Apr 18, 2019Lost in translation
After the Qing effectively imposed sovereign rule over most of China in 1644, a long process of linguistic standardisation kicked off. As anyone with even the most rudimentary knowledge of both languages might expect, this wasn't a straightforward business. Today we were lucky to host a guest speaker who presented his latest research on two Manchu-Chinese dictionaries made during the reigns of emperors Kangxi and Qianlong. The first, which appeared in 1708 for the purpose of aiding communication between Manchu and Chinese administrative officials, is a curious specimen—a monolingual Manchu dictionary or glossary of flora and fauna native to China. As the northern Manchus made their way south into lands unknown to them, they were literally at a loss for words to describe the strange creatures and vegetation they encountered for the first time. The Manchu language was all but stationary—it was constantly shifting and inventing to make room for a flood of neologisms for things new to them. The interesting secret behind this dictionary is that, despite appearances, it is more than just a monolingual dictionary. Though written in the Manchu script (not a single Chinese character appears), a considerable number of the entries make references to, and phonetically represent, existing Chinese names and terms for plants and animals.

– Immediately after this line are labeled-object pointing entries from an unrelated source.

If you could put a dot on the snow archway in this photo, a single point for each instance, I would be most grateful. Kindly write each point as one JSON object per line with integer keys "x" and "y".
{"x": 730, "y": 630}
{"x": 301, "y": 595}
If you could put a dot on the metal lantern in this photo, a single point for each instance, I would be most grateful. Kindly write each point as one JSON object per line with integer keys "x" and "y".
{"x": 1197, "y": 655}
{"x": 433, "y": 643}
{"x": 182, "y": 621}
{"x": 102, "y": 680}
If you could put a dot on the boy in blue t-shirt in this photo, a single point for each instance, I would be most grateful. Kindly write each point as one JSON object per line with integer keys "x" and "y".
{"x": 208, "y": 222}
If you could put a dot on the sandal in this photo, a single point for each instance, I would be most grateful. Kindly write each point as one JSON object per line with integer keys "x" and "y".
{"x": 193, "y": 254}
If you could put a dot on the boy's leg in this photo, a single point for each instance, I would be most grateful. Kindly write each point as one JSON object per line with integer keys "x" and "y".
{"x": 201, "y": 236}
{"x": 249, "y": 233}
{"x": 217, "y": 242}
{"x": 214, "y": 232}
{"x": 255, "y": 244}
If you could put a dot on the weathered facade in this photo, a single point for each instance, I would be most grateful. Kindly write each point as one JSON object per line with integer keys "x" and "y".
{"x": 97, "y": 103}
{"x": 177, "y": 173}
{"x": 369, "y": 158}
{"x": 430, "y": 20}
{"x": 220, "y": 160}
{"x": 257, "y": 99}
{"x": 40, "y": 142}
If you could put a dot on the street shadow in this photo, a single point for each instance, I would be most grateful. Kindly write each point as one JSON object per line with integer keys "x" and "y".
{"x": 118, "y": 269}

The amount of scholarly stamina and methodological awareness behind this research is staggering. Even more impressive is this young scholar's mastery of languages—he's a Norwegian who works with Chinese and Manchu sources and supplements this with Korean and Japanese, all the while reading Jesuit records in Latin and French. He then presents his findings in impeccable English. Meeting people like him always rekindles the dying embers of my will to continue learning languages. I know I'll never be as fluent or erudite as half the people I encounter in this field, but the motivation helps me to become a better historian.